Chinese literature dates its cultivation in China to 1000 BC, when book of poems and songs was written describing pink peach blossoms and peach tree with ripe fruit. The Romans acquired the peach from Persia and named the fruit persica, assuming Persia to have been the center of origin of peaches.
The Romans spread peaches throughout their empire.
The peach is said to have been first cultivated in England about the middle of the sixteenth century, Gerard describes several varieties of peach as growing in his garden. Tusser mentions it among his list of fruits in 1557.
Peaches were introduced to the New World following the Spanish conquest.
In North America, it was only after the American Revolution in the 1770s when clonal propagation of peaches became a common technique.

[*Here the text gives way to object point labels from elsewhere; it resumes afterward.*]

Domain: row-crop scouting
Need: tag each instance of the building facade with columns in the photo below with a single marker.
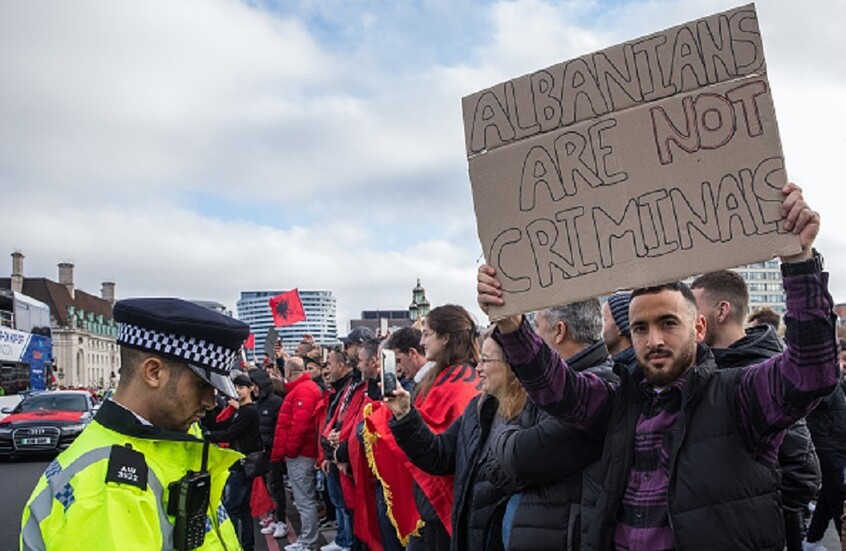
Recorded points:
(85, 353)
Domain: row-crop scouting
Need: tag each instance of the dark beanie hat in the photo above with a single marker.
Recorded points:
(619, 304)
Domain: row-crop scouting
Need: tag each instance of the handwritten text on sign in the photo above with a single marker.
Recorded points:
(630, 166)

Several peach cultivars were released between the 1770s and 1860s from selected seedling of unknown parentage.
A number of cultivars of unknown origin were released in the first half of the 1800s including Early Crawford, Late Crawford and Oldmixon Cling.
About 1850, Charles Downing introduced peaches directly from China to North America, from which emerged the Chinese Cling. After Civil War, Samuel Rumph planted Chinese Cling in Marshallville, Georgia and released two important cultivars from that field, Elberta and Belle of Georgia.
Chinese Cling and its seedlings such as Elberta, Belle of Georgia, J.H Hale and their derivatives became important peach cultivars throughout the USA.